Wen I was In the lab, and we were mixing up water solutions, the rule of thumb was to invert and swirl them 10 times. That is a lot of mixing. Stirring with a stir plate often took 10 minutes. It too that long for particles to REALLY distribute well. Heck, it is why sous vide circulate. And why what is in that sealed bag in the sous vide can’t be even in 2 minutes – there is no circulation in the bag. If anything, it is inhibiting circulation.

To make a sous vide work for temperature I suspect you would need to hold each temperature for 60-120 minutes to be sure, hand kneading 6-8 times throughout. That seems like a lot of work for something that is supposed to be saving you work.

I want to swing back to both the referenced article and your own experience. In both cases the lower temperatures were the goal. He took his chocolate (in theory) to 84 F. You took yours to 81 F. His was clearly too warm and seed did not form. In your case, it may or may not have formed. But you ‘sin’ was that the temperature was your goal. And that is wrong. The goal is cooling until the chocolate starts to thicken. That is the indicator you are looking for that seed is formed. And for all I know, you did take it to that point and are just reporting the temperature.

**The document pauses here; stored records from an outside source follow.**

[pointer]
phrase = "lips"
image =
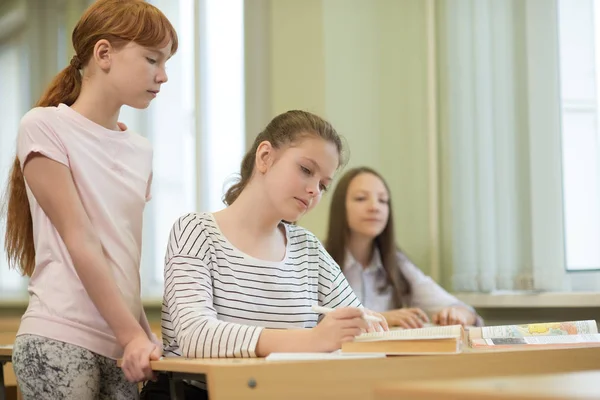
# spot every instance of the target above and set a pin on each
(303, 202)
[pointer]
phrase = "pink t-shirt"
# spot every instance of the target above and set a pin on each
(112, 173)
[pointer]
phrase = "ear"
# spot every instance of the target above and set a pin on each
(264, 156)
(103, 52)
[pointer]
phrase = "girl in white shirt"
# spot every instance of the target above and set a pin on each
(361, 240)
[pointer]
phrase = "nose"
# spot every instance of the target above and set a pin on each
(373, 205)
(162, 76)
(313, 189)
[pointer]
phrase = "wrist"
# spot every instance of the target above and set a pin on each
(130, 335)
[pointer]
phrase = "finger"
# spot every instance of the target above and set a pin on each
(156, 353)
(351, 332)
(452, 317)
(421, 314)
(371, 328)
(145, 366)
(354, 323)
(346, 312)
(413, 321)
(402, 323)
(444, 317)
(347, 339)
(384, 325)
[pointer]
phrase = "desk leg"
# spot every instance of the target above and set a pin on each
(175, 387)
(2, 387)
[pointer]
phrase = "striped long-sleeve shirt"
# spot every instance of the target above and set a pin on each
(218, 299)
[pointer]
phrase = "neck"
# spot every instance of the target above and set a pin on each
(94, 104)
(361, 248)
(256, 221)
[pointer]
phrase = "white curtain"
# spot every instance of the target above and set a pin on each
(500, 122)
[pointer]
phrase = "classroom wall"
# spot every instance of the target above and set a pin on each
(363, 66)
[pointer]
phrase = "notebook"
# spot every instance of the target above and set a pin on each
(430, 340)
(538, 335)
(336, 355)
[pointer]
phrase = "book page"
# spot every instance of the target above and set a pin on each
(535, 340)
(541, 329)
(435, 332)
(336, 355)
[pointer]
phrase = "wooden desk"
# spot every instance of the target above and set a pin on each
(572, 386)
(355, 379)
(5, 357)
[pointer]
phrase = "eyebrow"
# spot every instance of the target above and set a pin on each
(364, 191)
(159, 53)
(314, 163)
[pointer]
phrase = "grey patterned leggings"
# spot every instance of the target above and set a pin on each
(49, 369)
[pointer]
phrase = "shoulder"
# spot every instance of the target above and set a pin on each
(300, 236)
(140, 141)
(38, 116)
(186, 224)
(189, 228)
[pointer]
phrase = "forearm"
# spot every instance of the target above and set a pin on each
(285, 341)
(93, 271)
(145, 324)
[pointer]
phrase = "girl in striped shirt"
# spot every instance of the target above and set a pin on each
(241, 282)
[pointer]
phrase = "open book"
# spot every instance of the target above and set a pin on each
(432, 340)
(548, 334)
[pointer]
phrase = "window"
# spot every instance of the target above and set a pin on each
(579, 34)
(196, 124)
(13, 59)
(519, 111)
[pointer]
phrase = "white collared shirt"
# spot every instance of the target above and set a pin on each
(426, 294)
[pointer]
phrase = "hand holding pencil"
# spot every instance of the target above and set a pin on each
(343, 325)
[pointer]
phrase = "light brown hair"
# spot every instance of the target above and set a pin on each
(118, 21)
(338, 233)
(284, 129)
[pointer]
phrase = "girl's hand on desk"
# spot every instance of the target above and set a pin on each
(408, 318)
(376, 326)
(454, 316)
(136, 358)
(339, 326)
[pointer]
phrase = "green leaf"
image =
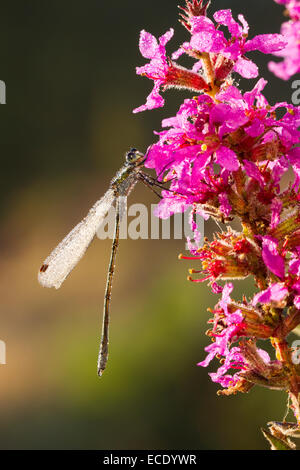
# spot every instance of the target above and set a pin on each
(276, 443)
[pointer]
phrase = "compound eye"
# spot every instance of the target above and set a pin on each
(131, 155)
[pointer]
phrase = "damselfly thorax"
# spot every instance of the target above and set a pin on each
(70, 250)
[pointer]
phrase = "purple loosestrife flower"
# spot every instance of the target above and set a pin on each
(163, 71)
(291, 53)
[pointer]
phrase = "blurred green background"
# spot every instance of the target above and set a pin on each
(69, 67)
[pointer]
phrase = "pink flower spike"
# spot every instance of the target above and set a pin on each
(271, 257)
(275, 293)
(227, 158)
(266, 43)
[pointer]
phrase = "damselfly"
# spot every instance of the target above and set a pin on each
(70, 250)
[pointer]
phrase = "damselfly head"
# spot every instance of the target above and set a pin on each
(134, 157)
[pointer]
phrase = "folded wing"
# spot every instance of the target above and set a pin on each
(66, 255)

The next problem is that he took it to 88 F for only 2 minutes with no mixing. The temperature (if it was true which I can’t believe with a 2 minute hold) is fine, but the lack of mixing means the seed (if it had been formed, which it was not) would not have been distributed evenly.

In your case you took it to 87-90. You pretty much have a no win situation. At 87, even with mixing (remember the colored shortening?) you most likely had cold spots where Type IV crystal were hanging out. Those lead to those spots you see. At 90, since this is milk chocolate, you are way too hot. So you had areas where no seed or crystals of any type existed. Hence the swirls and other spots.

In short, it looks to me you probably didn’t form seed. If you did form it, you either didn’t distribute it well, and/or had hot and cold spots because chocolate is thick compared to water and is damn hard to mix in a bag (corners are brutal).

How can you make it work? I’m honestly not sure. I’ve known a few people to get it to work and generally they take the slow approach. Each stage is 2-3 hours with periodic hand mixing.

At the end of the day, ‘fast sous vide’ which is what you are attempting is sort of an oxymoron. It’s just the wrong tool for the job in my mind.